La communauté musulmane montreuilloise, lassée de prier dans des caves ou des foyers inadaptés, tente de se doter depuis plusieurs années d’une Grande Mosquée. Pour réunir toutes les chances d’y parvenir, cinq associations se sont regroupées en 2004 en Fédération cultuelle des associations musulmanes de Montreuil. Leurs efforts sont enfin en passe d’être récompensés.


© Lahcène Abib
© Lahcène Abib
Voilà plus de deux ans que la première  pierre de la future Grande Mosquée de Montreuil (Seine-Saint-Denis) a été posée. Pourtant, au 215, rue de Rosny,  aucune trace de travaux. Le terrain semble être laissé à l’abandon.
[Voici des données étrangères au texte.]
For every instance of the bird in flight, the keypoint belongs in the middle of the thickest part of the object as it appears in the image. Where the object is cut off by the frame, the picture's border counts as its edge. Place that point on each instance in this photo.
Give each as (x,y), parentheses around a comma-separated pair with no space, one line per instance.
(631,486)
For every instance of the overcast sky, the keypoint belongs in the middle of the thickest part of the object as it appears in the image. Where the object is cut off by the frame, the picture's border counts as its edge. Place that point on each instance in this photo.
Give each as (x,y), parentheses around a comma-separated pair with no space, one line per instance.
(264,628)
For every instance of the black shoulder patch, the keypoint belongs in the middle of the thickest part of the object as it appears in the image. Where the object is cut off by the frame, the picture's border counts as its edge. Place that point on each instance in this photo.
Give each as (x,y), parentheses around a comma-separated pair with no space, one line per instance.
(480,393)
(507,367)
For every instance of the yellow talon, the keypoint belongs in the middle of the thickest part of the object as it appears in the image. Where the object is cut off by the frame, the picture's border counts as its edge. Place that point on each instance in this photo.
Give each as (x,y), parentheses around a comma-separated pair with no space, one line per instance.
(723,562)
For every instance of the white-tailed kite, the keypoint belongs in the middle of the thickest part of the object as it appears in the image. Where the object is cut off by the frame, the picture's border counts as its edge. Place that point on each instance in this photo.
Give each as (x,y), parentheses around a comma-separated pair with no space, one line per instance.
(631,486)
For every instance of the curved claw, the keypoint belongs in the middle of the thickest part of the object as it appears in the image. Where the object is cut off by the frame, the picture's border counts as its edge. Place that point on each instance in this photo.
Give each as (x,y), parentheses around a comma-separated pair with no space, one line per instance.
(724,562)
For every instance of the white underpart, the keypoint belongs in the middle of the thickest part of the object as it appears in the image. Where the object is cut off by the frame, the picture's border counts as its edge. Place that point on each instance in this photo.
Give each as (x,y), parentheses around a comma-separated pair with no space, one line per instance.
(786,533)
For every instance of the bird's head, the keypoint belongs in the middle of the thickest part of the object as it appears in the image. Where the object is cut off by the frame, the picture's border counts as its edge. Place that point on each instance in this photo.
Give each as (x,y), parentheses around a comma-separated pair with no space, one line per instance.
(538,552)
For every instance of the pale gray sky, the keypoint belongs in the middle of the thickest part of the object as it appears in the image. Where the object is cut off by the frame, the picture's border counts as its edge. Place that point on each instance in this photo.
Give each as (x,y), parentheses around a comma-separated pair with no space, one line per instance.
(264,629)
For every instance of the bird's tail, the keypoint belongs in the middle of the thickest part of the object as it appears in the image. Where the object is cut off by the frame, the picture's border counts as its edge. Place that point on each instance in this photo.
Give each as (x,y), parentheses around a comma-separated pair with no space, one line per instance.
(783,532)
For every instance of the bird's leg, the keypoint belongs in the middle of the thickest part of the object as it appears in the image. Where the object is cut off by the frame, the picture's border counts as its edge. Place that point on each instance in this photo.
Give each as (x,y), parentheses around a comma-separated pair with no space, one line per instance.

Un sujet de désolation pour l’imam Ahamadou Nimaga, également président de la Fédération cultuelle des associations musulmanes de Montreuil (FCAMM), qui avoue, de lui-même, avoir été « tenté de baisser les bras à de nombreuses reprises ». Car la construction de la Grande Mosquée de Montreuil n’en finit pas de connaître de multiples rebondissements.

Le dernier en date ? La décision du Mouvement national républicain (MNR) de se pourvoir en cassation devant le Conseil d’État en septembre dernier. Le parti d’extrême droite n’accepte pas, en effet, la décision de la cour d’appel de Versailles (Yvelines), qui a invalidé, le 6 août 2008, le recours en annulation pour bail illégal, déposé par l’élue MNR, Patricia Vayssière.

L’ancienne conseillère municipale MNR contestait la légalité du bail emphytéotique* (de 99 ans, ndlr) consenti à la FCAMM pour l’édification d’une mosquée. Plus que la durée du bail, c’est le montant du loyer (un euro symbolique par an) qui avait soulevé l’indignation de l’édile, qui dénonçait une forme de financement indirect et une atteinte au principe de neutralité de l’État, inscrit dans la loi de 1905.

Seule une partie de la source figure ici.